Née en Polynésie, originaire de Tahuata aux Marquises, Maheamai obtient son baccalauréat en littérature au lycée Paul Gauguin, avant de poursuivre une licence de lettres à l’Université de la Polynésie française. Un parcours scolaire semé d’embûches “financières et personnelles” qui l’ont néanmoins, motivé à réussir son master de lettres “haut la main“. À ce jour, elle effectue sa deuxième année d’enseignement au sein du lycée-collège Anne-Marie Javouhey. En l’attente de passer son certificat d’aptitude au professorat de l’enseignement secondaire (CAPES), qui lui permettra d’être professeure titulaire, la jeune transgenre de 26 ans milite “pour montrer le contre-exemple des stéréotypes façonnés autour de la communauté transgenre“. Entretien.

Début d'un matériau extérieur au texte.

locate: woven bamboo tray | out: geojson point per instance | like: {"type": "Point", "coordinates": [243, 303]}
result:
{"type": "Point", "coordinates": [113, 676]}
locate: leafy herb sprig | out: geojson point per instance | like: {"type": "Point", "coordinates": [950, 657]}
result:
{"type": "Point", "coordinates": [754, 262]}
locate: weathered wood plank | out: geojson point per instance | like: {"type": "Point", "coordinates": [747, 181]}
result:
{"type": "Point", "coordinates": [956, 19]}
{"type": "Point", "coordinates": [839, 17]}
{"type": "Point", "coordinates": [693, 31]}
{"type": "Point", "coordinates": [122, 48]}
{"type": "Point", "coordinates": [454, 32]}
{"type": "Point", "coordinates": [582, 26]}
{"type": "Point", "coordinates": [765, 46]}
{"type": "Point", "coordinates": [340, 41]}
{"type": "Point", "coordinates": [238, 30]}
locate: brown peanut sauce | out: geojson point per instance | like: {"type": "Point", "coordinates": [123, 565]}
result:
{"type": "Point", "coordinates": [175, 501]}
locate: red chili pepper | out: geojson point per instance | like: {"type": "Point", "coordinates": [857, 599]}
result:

Quel est ton parcours dans l’éducation ?
“Depuis près de trois ans, je suis enseignante de français et de latin en délégation annuelle (agents contractuels recrutés pour exercer des fonctions d’enseignement, d’éducation et de psychologue dans les établissements scolaires, Ndlr). J’ai débuté par six mois au collège de Papara, deux mois au lycée Don Bosco et, depuis 2021, j’enseigne au lycée-collège Anne-Marie Javouhey de Uturoa.”
Comment s’est déroulée ta première expérience en tant que professeure ?

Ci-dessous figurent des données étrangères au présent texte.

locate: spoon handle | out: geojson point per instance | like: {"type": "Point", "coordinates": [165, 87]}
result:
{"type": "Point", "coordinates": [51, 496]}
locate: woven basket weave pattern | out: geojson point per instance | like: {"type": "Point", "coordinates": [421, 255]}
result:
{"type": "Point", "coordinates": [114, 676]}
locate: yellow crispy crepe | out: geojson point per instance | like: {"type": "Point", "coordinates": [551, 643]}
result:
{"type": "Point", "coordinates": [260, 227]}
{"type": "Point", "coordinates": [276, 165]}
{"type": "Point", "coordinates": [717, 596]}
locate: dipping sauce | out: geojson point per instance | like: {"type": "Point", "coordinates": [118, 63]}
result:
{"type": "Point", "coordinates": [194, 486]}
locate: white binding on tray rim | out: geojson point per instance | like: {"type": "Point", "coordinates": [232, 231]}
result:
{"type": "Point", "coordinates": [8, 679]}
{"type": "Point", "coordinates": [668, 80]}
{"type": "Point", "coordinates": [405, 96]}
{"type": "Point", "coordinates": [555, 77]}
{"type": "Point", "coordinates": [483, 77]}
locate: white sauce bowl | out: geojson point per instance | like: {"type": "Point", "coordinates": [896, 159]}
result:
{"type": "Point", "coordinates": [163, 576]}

“C’était mon premier stage avec des classes de 5ème, 3ème et 2nde. Je me mettais énormément la pression et j’avais beaucoup d’aprioris. Mais finalement, ça s’est bien déroulé, en particulier avec les collégiens. Le contact s’est établi de manière naturelle, ils n’avaient aucun problème à m’appeler madame. Les lycéens étaient plus réservés. Mais au cours du stage, j’ai compris que c’était parce que j’étais stagiaire et non parce que j’étais transgenre. Je pense que c’est le fait d’être polynésienne qui m’a permis de mieux m’intégrer au sein de la classe et de l’établissement.”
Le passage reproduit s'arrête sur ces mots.